Namun sayangnya, sebagian manusia menganggap ketiaknya suci. Ia tidak bisa dikritik. Bahkan ketika baunya bisa membuka portal ke neraka, orang itu tetap tenang, tersenyum, dan berdialog seperti biasa, seolah-olah kita semua sedang tidak sekarat.

Ketidaksadaran Olfaktori dan Demokrasi Sensorik

Kita tahu bau ketiak adalah hak asasi. Tapi seperti semua hak, ia punya batas: baumu berhenti ketika hidung orang lain mulai menangis.

Ketidaksadaran terhadap bau ketiak adalah bentuk kecil dari masalah besar: ketidaksadaran diri dalam hidup sosial dan politik. Orang yang tidak sadar ketiaknya bau, biasanya juga tidak sadar kalau pikirannya bau, opininya menyesakkan, dan kehadirannya adalah bentuk penindasan pasif.

Solusi Tanpa Mengorbankan Hak Azasi Ketiak

Kita tidak anti-ketiak. Bahkan, sebagai bangsa yang demokratis, kita mengakui hak tiap ketiak untuk bernafas. Tapi tolong, berikanlah ia deodoran, sabun, atau minimal introspeksi diri.

Bayangkan kalau setiap rapat RT dimulai dengan cek ketiak. Atau sidang DPR wajib pakai alat deteksi bau. Mungkin keputusan publik akan lebih waras. Sebab bau menyiksa bisa lebih jujur dari pidato politik.

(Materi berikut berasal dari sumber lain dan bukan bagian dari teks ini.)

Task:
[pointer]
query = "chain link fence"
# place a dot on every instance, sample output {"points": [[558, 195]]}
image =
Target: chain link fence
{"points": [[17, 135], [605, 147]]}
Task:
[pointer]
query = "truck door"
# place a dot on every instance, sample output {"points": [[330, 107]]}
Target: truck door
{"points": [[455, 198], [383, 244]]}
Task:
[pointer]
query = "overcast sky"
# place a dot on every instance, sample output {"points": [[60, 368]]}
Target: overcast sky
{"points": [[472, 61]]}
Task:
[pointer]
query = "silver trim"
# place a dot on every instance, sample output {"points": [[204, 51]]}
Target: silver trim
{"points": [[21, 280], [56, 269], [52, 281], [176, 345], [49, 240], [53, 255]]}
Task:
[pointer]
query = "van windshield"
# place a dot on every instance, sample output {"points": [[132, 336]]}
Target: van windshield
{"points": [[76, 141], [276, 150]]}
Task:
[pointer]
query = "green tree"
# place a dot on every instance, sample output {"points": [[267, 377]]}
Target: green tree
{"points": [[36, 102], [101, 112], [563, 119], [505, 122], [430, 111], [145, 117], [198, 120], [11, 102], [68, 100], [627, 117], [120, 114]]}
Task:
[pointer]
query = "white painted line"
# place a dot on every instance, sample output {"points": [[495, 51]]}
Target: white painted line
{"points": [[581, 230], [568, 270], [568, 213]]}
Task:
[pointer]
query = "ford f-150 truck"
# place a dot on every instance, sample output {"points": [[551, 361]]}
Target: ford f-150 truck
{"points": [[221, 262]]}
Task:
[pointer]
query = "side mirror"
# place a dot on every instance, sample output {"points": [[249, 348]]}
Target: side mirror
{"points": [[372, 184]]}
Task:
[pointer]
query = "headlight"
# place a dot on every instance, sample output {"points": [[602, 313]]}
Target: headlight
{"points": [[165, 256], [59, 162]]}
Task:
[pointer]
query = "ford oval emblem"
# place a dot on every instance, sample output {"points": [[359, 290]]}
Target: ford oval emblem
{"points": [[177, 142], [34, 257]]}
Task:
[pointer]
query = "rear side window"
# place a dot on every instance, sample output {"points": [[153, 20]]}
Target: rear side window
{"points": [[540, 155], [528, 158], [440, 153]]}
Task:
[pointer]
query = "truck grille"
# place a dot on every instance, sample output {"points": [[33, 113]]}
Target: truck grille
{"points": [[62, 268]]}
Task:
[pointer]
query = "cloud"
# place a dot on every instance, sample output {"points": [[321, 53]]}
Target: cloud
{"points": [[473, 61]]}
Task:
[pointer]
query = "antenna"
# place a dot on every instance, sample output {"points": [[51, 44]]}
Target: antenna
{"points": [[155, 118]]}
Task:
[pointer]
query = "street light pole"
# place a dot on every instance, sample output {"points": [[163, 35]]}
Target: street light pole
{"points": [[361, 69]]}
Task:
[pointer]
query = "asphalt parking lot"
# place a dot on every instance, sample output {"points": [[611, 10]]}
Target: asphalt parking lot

Bau, Ego, dan Revolusi Sosial

Bau ketiak yang tidak disadari itu mirip dengan ego yang tidak dikritisi. Ia hidup nyaman di balik baju rapi, menyebar perlahan, dan membusukkan tatanan sosial.

Kita butuh revolusi. Bukan dalam bentuk demo atau kudeta, tapi revolusi mandi. Sebab bangsa besar tidak dibangun dari semangat juang semata, tapi juga dari keberanian menyemprot ketiak sendiri sebelum menyalahkan pemerintah.

Hiduplah dengan Wangi dan Wawasan

Bau itu tak terlihat, tapi terasa. Seperti kebodohan. Dan sama halnya dengan kebodohan, bahwa bau ketiak yang dibiarkan hidup bebas adalah ancaman nasional.

Maka mari kita wangi bersama. Bukan hanya di badan, tapi juga dalam pikiran, argumen, dan cara hidup. Karena ketiak yang sadar diri adalah pondasi dari peradaban yang lebih harum.